Rambo and the Mean Girl are narratives intended as what magicians call misdirection.
The Republican Party has given us a failed war in Iraq. None of the stated Bush administration goals in invading Iraq were ever actually accomplished. No threat from Iraq existed, it was completely unrelated to 9/11,had no serious weaponry or military capability, and is not 'liberated' but rather occupied. The government installed under US auspices is best friends with the ayatollahs in Iran and may actually be taking orders from them on some issues.
McCain wholeheartedly supported that war from before it was launched. Yet McRambo is posing as a challenger of the war, and is rebranding this burned-out hulk of a country that he helped to destroy as a "victory."
The Republican Party gave us a long list of massive scandals, in which the American public was actively stolen from and defrauded, not to mention disenfranchised. That was the point of Jack Abramoff and his pyramid scheme intended to create a permanent Republican majority, so that the hogs at the trough could be propped up there and remain indefinitely a drain on your pocketbook. That was the point of Tom Delay's scam, and the many cases of embezzlement and sheer criminality by Republican lawmakers.
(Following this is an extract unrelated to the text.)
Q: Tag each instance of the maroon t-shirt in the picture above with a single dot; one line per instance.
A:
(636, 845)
Rambo and the Mean Girl will tell you that they are the squeaky clean Republicans, not like all those other Republicans, and we should focus on them, not on all the crooks.
The Republican Party has massively grown the size of the federal government, including especially of the Pentagon, but Rambo and the Mean Girl are all of a sudden promising to fire every other government employee.
The Republican Party oversaw the mortgage crisis. But won't admit it, and neither will these two.
You want a narrative, about a war hero tortured by the confession he signed, or about a feisty soccer mom who cleaned out the Augean stables of Seward's Ice Box, then you have got it.
You want real policy positions and a rationale for them that goes beyond "I will make my friends rich," then you won't find that in the convention in Minnesota.